Why were the events of the past week so important? There have been carpers and nitpickers. Polly Toynbee, inevitably, in the Filth, said it was ludicrous to pay tribute to Richard, because he was a king. Some tosser, writing in some rag or other, called Richard a "psychopathic killer". Jon Snow did himself no favours when he called the church services "mumbo-jumbo", to the disapproval of a Hindu gentleman to whom he addressed those words. There have been those who objected to the church services (most of them) being Anglican, because Richard was a Catholic. My view is that if Richard had had a burial with due dignity and honour in 1485 it would have been in a Catholic church, because that was what there was in England at the time, and after all no one makes a fuss now about any royal grave pre Henry VIII being in an Anglican church, as they now are.

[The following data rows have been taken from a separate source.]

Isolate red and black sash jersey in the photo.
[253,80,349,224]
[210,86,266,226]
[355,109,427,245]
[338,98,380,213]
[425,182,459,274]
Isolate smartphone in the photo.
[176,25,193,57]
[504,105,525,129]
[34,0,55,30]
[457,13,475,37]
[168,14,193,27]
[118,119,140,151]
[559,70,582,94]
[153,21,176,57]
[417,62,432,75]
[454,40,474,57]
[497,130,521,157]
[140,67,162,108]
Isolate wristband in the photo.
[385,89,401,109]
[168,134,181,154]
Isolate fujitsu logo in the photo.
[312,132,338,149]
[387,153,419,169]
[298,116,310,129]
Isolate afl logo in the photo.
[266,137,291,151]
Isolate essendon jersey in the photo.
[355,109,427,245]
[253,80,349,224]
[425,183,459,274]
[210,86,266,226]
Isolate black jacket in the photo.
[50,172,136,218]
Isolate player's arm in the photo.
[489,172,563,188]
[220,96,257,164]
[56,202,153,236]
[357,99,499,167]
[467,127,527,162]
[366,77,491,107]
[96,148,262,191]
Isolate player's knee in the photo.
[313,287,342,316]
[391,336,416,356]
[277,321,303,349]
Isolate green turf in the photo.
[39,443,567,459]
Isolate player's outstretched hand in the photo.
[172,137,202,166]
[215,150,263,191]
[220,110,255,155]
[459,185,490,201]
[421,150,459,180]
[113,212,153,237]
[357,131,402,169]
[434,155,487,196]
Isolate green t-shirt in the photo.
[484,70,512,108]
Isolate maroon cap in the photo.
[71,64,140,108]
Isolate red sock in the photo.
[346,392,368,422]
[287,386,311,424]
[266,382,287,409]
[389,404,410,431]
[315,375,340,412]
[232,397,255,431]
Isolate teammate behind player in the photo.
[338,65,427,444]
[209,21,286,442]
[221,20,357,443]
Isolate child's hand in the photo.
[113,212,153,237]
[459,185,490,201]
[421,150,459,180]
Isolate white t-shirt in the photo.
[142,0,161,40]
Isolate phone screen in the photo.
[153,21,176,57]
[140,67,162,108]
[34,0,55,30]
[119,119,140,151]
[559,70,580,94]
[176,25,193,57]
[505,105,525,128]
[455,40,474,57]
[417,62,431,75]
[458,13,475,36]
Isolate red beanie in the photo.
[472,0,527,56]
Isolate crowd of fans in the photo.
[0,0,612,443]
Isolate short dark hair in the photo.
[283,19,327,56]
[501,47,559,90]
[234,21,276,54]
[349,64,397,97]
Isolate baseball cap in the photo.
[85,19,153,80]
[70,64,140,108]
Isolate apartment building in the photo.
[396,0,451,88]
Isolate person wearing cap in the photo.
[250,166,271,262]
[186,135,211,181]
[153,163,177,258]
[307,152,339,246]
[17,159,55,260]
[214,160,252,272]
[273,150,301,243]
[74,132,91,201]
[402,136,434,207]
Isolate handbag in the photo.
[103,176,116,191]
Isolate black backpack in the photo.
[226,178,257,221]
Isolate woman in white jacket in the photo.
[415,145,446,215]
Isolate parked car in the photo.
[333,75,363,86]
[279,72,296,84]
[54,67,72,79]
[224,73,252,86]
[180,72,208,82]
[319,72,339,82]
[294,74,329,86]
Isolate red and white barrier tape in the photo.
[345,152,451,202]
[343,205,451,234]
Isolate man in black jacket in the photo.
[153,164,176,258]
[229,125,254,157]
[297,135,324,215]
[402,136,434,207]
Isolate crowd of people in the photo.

One otherwise sensible historical blogger referred in passing to "Protestant" rites. No. The Church of England is not a Protestant church.
But ordinary people, in huge numbers, came spontaneously to pay tribute, and many more who were not present posted their feelings on line. This was a moment in the history of England. The last English king, and the last king of England to die in battle on English soil - and no one disputes Richard's bravery - and the first to be DNA tested. Plantagenet is not, as some think, a French name, but an English one, derived from the Latin for the native English plant broom - Planta Genista. It was Richard's ancestor Geoffrey of Anjou who adopted the name. It works as well in English as in French. An important moment, and one the ordinary people of England and more understood better than those writing in the Guardian and its ilk who claim to speak for them. The lost king, who is now found. He has had a media profile that almost no other king has had, thanks to Shakespeare, who was hired as a propagandist against him by the Tudor usurpers (100 years later, why did they still think it necessary?) but whose spin ultimately failed as the truth began to come out.
Laws in English. A Bible in English. The precursor of legal aid. The abolition of benevolences. In less than two years on the throne, and having to deal with rebellion and plotting in that time, to say nothing of losing his beloved wife and son, and thus leaving no heir. I'll defy most rulers to do as much. This is the best-known portrait of Richard, though it is from long after his death, and is thought to be a copy of a now-lost portrait made during his lifetime.
I went to Bosworth. It is a Leicestershire field. It looks like this now. There would have been no trees or hedges in Richard's time.
Bosworth, edge of the battlefield |
The tomb made for Richard is of Swaledale stone (from Yorkshire), and is so designed, with a deep cross-shaped cut, that the light of the rising sun will make a glowing cross when it strikes the tomb through the stained glass window. Remember what happened to the winter of our discontent? Made glorious summer by this sun of York? Yes, Shakespeare had the words, all right. I came to Richard first through Shakespeare, at the age of fourteen.